The community corrections program in Fort Collins is one of just a few in Colorado that have separate facilities for men and women, which allows the staff to plan activities that help the women deal with the problems that contributed to their incarceration.

 

Women’s program supervisor Patty McDonald said it’s her job to help the women leave the program better than when they started.

 

“They’ve been sentenced and gotten into some trouble, but no one knows that better than they do,” said McDonald, who has supervised the program since it received its own facility about two years ago.

 

McDonald said many of the women have been victimized for years, often by the men in their lives, and it’s her job to show them there is another way to live.

 

“That life is all they know,” she said. “And it’s our job to teach them something new.
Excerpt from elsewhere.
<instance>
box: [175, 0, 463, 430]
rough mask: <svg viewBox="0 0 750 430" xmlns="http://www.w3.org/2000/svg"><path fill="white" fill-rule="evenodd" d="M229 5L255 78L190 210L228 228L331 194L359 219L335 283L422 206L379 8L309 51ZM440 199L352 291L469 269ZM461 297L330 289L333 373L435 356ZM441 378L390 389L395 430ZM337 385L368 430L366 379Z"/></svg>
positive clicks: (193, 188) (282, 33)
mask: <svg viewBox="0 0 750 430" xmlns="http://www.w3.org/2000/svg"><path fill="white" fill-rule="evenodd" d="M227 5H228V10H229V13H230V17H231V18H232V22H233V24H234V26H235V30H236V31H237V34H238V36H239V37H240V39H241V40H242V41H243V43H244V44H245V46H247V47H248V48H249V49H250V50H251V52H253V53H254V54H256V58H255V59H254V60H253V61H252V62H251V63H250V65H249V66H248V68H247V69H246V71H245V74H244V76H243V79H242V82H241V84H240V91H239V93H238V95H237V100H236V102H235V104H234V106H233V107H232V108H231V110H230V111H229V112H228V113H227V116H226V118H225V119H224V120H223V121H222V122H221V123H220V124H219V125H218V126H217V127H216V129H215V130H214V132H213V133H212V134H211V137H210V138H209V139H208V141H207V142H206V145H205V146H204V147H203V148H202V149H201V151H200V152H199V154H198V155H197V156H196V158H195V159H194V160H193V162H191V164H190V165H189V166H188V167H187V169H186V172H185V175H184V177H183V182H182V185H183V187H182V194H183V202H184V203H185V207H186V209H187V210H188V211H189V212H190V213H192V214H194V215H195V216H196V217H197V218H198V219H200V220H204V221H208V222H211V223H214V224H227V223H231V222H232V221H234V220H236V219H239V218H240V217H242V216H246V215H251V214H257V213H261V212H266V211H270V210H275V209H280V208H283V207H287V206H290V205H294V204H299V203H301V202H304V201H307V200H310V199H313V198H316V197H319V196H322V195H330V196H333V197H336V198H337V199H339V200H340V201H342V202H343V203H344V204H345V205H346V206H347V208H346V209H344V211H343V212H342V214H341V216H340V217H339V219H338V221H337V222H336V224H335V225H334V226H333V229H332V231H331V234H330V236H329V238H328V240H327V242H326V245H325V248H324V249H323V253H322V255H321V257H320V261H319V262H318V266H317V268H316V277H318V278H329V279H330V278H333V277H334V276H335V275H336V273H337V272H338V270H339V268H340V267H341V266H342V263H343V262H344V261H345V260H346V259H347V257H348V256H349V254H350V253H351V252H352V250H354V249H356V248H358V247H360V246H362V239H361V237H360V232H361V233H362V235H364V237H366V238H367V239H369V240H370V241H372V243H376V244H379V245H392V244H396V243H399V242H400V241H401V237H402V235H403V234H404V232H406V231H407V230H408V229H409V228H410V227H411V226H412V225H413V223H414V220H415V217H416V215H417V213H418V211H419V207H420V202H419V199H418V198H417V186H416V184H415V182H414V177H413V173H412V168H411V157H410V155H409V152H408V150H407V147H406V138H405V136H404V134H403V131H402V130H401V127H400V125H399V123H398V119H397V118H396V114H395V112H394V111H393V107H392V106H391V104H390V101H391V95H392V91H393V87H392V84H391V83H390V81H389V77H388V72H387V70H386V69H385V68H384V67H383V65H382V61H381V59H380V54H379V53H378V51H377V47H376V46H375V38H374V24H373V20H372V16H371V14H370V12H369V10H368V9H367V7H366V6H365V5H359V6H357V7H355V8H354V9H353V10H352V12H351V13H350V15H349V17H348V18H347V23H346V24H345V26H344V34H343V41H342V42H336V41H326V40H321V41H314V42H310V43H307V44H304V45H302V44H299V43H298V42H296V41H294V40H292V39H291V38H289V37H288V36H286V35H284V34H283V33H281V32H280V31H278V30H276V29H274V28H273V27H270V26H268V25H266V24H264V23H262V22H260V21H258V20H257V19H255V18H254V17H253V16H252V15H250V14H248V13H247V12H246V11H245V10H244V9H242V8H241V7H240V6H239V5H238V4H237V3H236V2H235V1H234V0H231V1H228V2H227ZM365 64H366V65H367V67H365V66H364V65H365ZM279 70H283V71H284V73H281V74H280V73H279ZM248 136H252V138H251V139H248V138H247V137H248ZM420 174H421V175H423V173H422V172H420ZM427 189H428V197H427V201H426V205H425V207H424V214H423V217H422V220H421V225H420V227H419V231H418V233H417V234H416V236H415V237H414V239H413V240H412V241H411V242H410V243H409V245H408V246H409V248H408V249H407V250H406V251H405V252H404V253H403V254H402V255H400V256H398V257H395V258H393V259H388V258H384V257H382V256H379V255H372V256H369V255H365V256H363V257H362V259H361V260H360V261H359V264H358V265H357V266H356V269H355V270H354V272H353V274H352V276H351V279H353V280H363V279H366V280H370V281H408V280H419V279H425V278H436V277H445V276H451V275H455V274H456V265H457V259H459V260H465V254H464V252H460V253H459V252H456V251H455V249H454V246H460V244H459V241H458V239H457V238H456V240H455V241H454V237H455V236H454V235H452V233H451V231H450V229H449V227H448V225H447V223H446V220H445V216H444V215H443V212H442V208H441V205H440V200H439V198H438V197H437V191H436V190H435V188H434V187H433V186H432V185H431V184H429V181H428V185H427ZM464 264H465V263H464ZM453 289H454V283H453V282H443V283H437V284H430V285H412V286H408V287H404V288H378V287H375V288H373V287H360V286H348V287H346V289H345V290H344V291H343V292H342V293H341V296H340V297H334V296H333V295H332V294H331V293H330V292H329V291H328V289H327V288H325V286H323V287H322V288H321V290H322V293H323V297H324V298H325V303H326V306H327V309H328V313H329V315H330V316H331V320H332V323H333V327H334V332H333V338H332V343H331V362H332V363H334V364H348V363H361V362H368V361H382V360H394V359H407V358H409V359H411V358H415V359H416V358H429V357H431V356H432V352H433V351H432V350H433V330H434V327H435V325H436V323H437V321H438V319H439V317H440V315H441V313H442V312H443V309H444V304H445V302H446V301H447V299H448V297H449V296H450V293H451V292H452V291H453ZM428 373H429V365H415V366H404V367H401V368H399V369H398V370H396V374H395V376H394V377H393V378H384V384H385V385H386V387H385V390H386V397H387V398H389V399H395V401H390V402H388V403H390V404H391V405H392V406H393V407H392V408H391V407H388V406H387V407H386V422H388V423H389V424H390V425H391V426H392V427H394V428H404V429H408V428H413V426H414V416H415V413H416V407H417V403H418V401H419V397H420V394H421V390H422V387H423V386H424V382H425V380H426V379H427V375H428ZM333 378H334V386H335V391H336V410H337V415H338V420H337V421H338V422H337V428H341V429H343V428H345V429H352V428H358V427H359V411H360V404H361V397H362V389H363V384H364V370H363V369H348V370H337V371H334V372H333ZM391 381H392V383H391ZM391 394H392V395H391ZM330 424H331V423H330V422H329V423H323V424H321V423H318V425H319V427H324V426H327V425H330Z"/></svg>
We’re trying to teach them they have a say in the type of life they live from this point forward.”

 

Lisa Smerker, who has been through the women’s program and now works in the post-press department at the Fort Collins Coloradoan newspaper, said being separated from men allows the women to figure out their problems.

 

“If I would have been lumped in with the men, I would have worked hard to get out of the program and gone back to my old habits,” she said. “When you’ve been abused by men all your life, the last thing you’re going to do is open up to heal in front of men.”

 

Ruth Carrothers, the victim’s services coordinator at the facility, said helping women heal is a vital part of the women’s program.

 

“If you don’t treat unresolved pain, it keeps going and creating destruction in its path,” said Carrothers, a longtime social services worker.

 

Another woman who has been through the program said it makes sense to separate the sexes.

 

“We operate differently and function differently, and this was a safe place for me to come and find myself,” said Debbra Smith, who said she is now active in her church community and works as a housekeeper at a hotel.

 

One of the ways McDonald and her staff are helping women to lead a new life is by allowing them to participate in social community activities.

 

Women in the program have been involved with activities through Habitat for Humanity, the Sexual Assault Victim Advocacy Center and breast cancer awareness groups.

 

Julia Docherty, who is currently in the women’s program and is a survivor of breast cancer, said she is leading a new life with the help of McDonald and her staff.

 

“I’m back on track better than I was before I came here,” said Docherty, who works as a hairstylist and participated in the Race for the Cure in Denver with other members of the program.

 

Other women, such as Yvonne Montoya, participated in the SAVA Center Faces project during Sexual Assault Awareness month where women who have been victims of sexual assault were photographed and had their pictures put on display.

 

“That was the first time I was able to admit publicly I had been sexually assaulted,” Montoya said, adding that she’s about to celebrate one year of sobriety.

 

Montoya also is working as a housekeeper at a hotel while she finishes her sentence.

 

Smerker said the community activities the staff plans are extremely beneficial.

 

“They teach us how to do normal things like normal people,” she said. “It’s about being sober and enjoying the community for what it’s there for.”